Помимо намеков на оппонентов, использовавших поход руси в целях пропаганды нечестия византийской церкви, в этом риторическом пассаже содержится известие о том, что русь перед походом поработила окрестных жителей. Если верить летописи, этими подданными руси оказались киевские поляне (хотя летописец не говорит о походе этих славян вместе с русью).

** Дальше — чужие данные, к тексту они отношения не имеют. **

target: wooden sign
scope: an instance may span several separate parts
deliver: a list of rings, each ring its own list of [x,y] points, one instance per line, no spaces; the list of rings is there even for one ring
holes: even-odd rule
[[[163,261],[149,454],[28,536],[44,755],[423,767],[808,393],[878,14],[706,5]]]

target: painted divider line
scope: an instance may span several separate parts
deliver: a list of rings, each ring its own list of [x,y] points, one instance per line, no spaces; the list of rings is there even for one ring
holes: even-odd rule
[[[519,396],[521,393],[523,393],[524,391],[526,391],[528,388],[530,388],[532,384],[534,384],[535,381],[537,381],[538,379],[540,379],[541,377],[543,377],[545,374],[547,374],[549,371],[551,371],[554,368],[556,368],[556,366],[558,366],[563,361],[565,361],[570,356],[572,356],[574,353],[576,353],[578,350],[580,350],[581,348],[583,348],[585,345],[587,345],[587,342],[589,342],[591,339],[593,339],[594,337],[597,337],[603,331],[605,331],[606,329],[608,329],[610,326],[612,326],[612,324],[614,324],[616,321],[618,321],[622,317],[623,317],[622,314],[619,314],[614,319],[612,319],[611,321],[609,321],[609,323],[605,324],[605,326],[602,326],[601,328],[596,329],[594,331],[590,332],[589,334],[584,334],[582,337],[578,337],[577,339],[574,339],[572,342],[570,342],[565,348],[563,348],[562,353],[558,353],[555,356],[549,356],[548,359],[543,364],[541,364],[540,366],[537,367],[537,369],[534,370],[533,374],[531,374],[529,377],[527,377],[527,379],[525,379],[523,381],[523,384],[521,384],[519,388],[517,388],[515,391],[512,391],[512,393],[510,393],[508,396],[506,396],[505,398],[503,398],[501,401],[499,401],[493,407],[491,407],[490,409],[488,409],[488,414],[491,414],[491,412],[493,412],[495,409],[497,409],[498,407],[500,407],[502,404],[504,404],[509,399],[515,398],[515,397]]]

2. Князь Рос Септуагинты и имя Руси

В этом месте впервые в определенном историческом, а не агиографическом контексте упоминается византийское имя русских — рос (видимо, так называли себя оказавшиеся под стенами Царьграда «гребцы» скандинавского происхождения, в славянской передаче их имя звучало как «русь»). Но в патетическом изложении Фотия «пресловутый» народ рос вызывает еще одну ассоциацию, характерную для контекста военного набега. Словами пророка Иезекииля Господь угрожает забывшему о нем народу: «Обрати лице твое к Гогу в земле Магог, князю Рос, Мосоха и Тувала». Несметные полчища наездников в полном вооружении, персов, эфиопов и ливийцев, «Гомера со всеми отрядами его, дом Тогарма, от пределов севера» по воле Господней накажут согрешивший Израиль. Эта конница, конечно, не похожа на русских гребцов, но похожи были имена. Еврейское неси-рош было воспринято переводчиками Септуагинты как «князь Рос». Имя Гомера, сына Иафета, отражает имя древних киммерийцев с причерноморского Боспора, чьи конные отряды действительно потрясли весь Ближний Восток в VII в. до н. э., за ними шли скифы — Ашкуз в библейской Таблице народов, жители крайнего севера с точки зрения обитателей Передней Азии. Тогарма ассоциировалась с Арменией и Кавказом — за этими горами и обитали страшные Гог и Магог, слухи о грядущем перед Страшным судом нашествии которых не раз потрясали Европу. Неточность переводчика — в греческом языке нет аналога для буквы «шин», и вместо Рош получилось Рос — стала основой для греческого имени северной страны — Руси и России: уже в X в. византийский император Константин Багрянородный называл Русь Росией. Библейские ассоциации на протяжении всего Средневековья сопровождали имя Руси: когда уже в XVI в. до Европы дошли слухи о зверствах Ивана Грозного, стало ясно — вот он князь Рос, Мосоха (великий князь Московский — к имени Мосоха возводили Москву и позднесредневековые русские сочинения); даже для Тувала нашлась русская аналогия — столица Сибири Тобольск.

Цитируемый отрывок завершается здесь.